The problems: the aging “giant” fields are playing out. New “giants” are increasingly difficult to find. And when they are, they’re located in increasingly challenging conditions, typically off-shore. Meanwhile, because of low-moderate oil prices in the 1980s and 1990s, the oil industry didn’t develop enough geologists and other skilled workers to meet today’s needs. The industry is increasingly constrained by manpower shortages and steep prices for drilling rigs and other equipment. Combine those economic factors with political decisions in many oil-rich countries to under-invest in their production infrastructure, and there is little hope that global supply can continue accommodating the growth in demand without steep increases in price.

In a few years, we’ll be looking back on $90-per-barrel petroleum and $3-per-gallon gasoline as the good old days.

I am optimistic that the U.S. economy can adapt. We’ll buy cars that get better gas mileage, or don’t use gas at all.

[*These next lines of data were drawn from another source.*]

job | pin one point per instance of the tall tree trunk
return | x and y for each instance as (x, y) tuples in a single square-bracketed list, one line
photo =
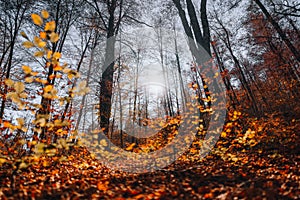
[(279, 30)]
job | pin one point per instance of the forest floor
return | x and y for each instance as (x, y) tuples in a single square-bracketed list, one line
[(268, 170)]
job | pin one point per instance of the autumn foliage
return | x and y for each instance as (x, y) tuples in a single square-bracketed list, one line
[(256, 156)]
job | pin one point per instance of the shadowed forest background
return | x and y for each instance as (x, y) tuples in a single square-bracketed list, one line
[(76, 69)]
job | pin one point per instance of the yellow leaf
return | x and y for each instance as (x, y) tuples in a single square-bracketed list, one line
[(41, 122), (20, 122), (103, 143), (28, 44), (28, 79), (24, 35), (130, 147), (45, 14), (48, 88), (19, 87), (37, 19), (23, 165), (50, 26), (54, 37), (26, 69), (9, 82), (34, 73), (49, 54), (223, 134), (57, 68), (6, 124), (42, 44), (57, 55), (39, 54), (43, 35)]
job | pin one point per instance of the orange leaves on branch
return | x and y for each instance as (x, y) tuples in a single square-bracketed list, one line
[(37, 20), (26, 69), (28, 44), (54, 37), (45, 14), (50, 26)]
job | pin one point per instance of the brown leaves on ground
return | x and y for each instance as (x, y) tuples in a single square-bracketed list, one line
[(266, 170)]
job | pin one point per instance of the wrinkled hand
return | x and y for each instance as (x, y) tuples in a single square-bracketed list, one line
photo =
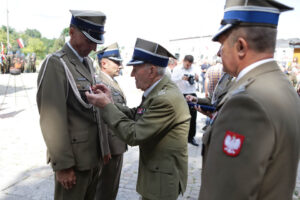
[(196, 77), (101, 96), (198, 108), (191, 98), (106, 158), (66, 177), (185, 78)]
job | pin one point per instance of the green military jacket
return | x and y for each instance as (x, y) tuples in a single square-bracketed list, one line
[(116, 145), (160, 127), (71, 131), (251, 151)]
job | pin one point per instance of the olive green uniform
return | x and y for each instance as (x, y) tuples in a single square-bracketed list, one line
[(109, 178), (160, 127), (71, 130), (263, 110)]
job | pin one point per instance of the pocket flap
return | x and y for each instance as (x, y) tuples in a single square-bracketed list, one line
[(79, 138), (162, 167)]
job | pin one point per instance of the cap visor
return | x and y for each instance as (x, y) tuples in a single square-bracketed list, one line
[(115, 59), (92, 39), (222, 30), (135, 62)]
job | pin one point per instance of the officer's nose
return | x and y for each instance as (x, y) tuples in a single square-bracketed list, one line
[(93, 46)]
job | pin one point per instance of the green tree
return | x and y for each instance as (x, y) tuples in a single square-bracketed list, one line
[(37, 46), (33, 33)]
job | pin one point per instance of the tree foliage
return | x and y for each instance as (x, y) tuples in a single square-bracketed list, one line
[(33, 41)]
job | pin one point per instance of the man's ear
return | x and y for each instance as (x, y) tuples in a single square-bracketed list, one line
[(71, 31), (242, 47)]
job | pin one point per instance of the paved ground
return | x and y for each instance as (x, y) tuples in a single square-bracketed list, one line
[(24, 174)]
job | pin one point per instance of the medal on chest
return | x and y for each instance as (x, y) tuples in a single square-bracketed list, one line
[(140, 111)]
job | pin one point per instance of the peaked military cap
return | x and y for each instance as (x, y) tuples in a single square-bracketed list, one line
[(111, 52), (149, 52), (90, 23), (250, 13)]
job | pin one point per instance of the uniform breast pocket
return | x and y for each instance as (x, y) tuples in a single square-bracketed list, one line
[(164, 181), (83, 86), (206, 139)]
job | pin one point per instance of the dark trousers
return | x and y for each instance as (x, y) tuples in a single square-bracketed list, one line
[(193, 112), (84, 189), (109, 179)]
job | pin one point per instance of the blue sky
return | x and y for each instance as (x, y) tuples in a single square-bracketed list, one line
[(157, 20)]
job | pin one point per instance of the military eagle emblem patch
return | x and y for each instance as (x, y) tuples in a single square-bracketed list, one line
[(233, 143), (140, 111)]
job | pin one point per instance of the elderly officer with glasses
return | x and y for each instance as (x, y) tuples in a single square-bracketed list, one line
[(70, 125)]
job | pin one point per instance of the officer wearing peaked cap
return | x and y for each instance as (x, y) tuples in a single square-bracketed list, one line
[(69, 124), (159, 125), (110, 63), (251, 150)]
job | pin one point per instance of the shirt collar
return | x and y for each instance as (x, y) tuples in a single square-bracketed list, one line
[(75, 52), (252, 66), (108, 76), (147, 92)]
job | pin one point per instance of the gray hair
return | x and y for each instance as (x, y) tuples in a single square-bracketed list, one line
[(260, 39), (160, 70)]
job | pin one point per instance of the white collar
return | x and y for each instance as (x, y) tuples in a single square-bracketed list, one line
[(147, 92), (252, 66), (75, 52)]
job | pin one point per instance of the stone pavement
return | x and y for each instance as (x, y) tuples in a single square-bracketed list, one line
[(24, 174)]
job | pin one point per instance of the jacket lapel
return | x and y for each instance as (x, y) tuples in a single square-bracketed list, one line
[(159, 87), (78, 66), (111, 83), (248, 79)]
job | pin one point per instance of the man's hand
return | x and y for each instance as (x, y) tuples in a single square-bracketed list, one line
[(66, 177), (101, 96), (106, 158), (196, 77), (191, 98), (208, 114), (185, 77)]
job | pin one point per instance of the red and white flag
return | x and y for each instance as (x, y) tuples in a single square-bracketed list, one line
[(2, 48), (20, 42), (2, 51)]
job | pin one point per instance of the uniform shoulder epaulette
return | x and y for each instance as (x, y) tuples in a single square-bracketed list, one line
[(59, 54)]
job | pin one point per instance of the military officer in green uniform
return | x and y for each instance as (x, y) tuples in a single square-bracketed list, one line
[(159, 125), (110, 63), (251, 149), (69, 124)]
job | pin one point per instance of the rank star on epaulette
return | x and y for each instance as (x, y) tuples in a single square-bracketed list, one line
[(233, 143)]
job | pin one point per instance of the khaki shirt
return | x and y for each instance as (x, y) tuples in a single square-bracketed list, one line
[(160, 127)]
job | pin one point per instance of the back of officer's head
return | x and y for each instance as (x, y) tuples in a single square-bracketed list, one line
[(189, 58)]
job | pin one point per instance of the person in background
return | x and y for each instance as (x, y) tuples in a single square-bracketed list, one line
[(171, 65), (186, 77), (204, 68), (110, 63)]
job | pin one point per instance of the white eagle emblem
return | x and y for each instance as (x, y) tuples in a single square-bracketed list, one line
[(232, 143)]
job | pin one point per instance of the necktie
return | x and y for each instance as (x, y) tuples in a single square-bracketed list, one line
[(86, 64)]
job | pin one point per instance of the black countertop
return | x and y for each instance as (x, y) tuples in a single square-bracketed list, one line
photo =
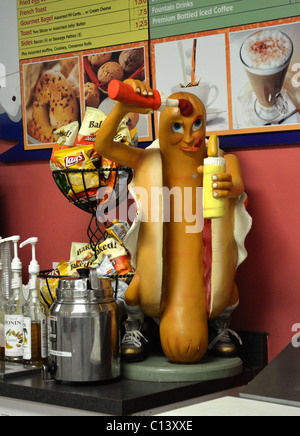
[(127, 397), (119, 398)]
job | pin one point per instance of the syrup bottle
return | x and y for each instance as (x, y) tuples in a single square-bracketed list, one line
[(35, 348)]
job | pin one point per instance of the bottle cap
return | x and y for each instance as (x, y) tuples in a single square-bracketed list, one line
[(16, 264), (34, 267), (216, 161)]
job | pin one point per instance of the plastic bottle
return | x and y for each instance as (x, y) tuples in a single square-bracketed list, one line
[(124, 93), (213, 165), (6, 265), (35, 349), (2, 335), (13, 318)]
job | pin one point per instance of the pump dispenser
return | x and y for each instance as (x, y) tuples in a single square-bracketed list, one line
[(35, 317), (14, 309), (214, 164)]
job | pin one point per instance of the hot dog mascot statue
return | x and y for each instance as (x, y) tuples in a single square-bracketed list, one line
[(185, 276)]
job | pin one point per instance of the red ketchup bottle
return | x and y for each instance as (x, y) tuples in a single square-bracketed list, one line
[(124, 93)]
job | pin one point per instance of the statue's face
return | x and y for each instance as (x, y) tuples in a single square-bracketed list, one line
[(180, 134)]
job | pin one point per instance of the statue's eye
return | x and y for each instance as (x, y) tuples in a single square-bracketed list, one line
[(197, 124), (177, 128)]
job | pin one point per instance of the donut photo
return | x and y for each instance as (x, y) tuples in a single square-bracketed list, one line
[(51, 97)]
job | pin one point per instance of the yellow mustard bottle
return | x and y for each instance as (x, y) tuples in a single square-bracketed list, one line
[(212, 165)]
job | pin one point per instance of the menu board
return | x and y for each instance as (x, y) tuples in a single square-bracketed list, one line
[(48, 27), (180, 17), (71, 37)]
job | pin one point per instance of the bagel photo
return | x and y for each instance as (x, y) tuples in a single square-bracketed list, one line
[(52, 98), (101, 68)]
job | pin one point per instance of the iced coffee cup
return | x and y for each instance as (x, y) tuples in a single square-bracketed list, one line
[(266, 56)]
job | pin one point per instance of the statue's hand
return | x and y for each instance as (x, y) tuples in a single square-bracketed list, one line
[(141, 88)]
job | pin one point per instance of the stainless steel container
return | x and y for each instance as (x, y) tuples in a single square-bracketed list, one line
[(84, 331)]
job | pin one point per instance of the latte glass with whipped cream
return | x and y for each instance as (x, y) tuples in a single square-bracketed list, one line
[(266, 56)]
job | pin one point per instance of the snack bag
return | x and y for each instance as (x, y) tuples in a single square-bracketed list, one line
[(81, 251), (66, 138), (77, 158), (48, 286), (116, 253)]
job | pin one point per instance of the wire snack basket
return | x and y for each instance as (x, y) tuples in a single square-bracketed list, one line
[(102, 190)]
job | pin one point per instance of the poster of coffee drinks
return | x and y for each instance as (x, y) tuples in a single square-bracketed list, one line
[(248, 77)]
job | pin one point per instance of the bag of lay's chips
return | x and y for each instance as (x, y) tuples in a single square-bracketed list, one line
[(78, 158), (66, 139)]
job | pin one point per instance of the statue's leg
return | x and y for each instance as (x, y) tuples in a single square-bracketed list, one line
[(133, 342), (221, 336)]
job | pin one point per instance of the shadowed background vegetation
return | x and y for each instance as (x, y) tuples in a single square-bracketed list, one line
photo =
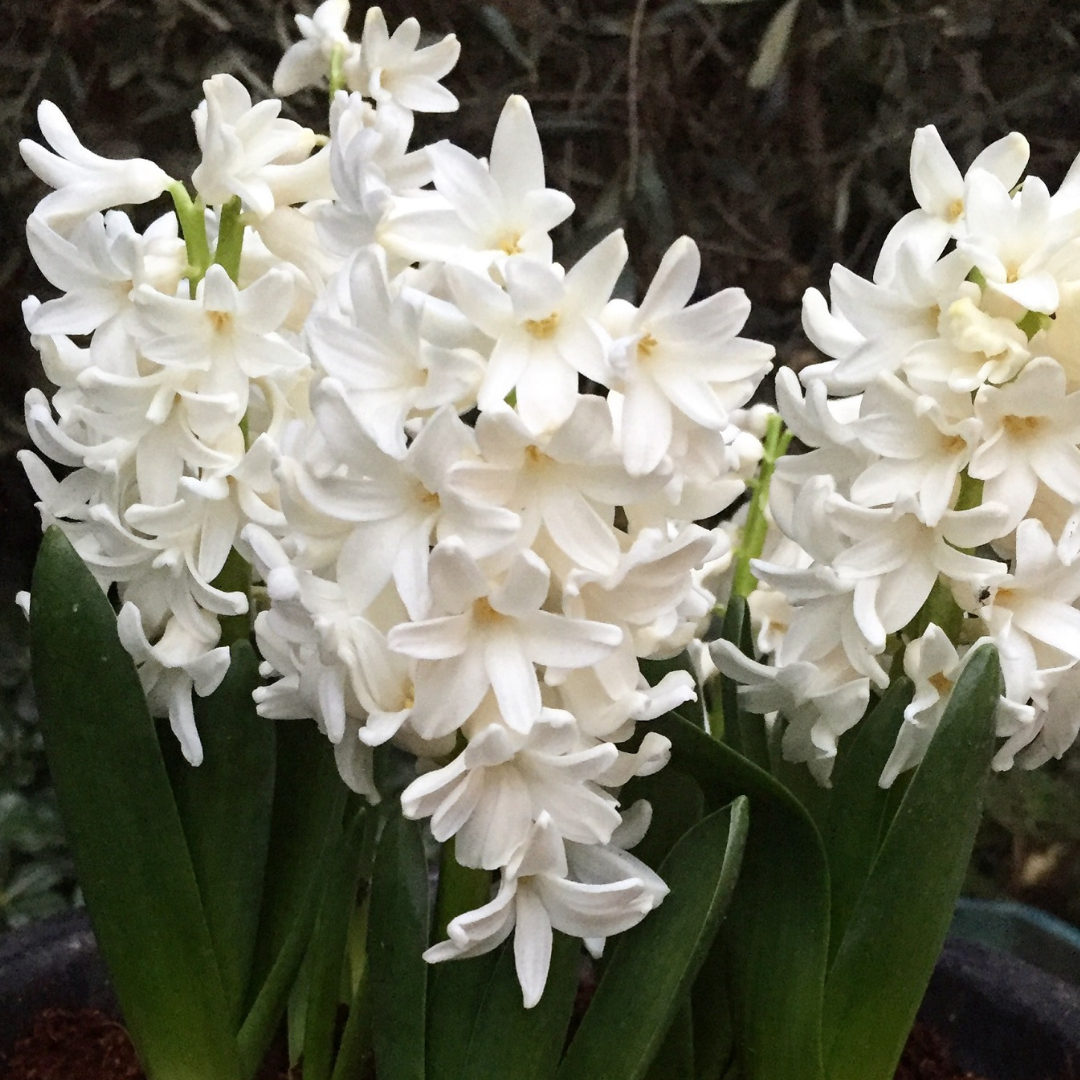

People will find ways to drive less. But the “driving less” part of the equation is heavily dependent upon the shape of our human settlement patterns and the design of our transportation infrastructure. Infrastucture and buildings, which are slowly depreciating assets, are much slower to adapt — all the more so when the special interests who profited from the cheap energy era still dominate the political process and continue to push development into the outer edges of our New Urban Regions as if nothing had changed.

Sooner or later, we Virginians will have no choice but to change. The only question is how ugly things get — how much we will have compromised our living standards in a vain effort to put off the final reckoning — before we do.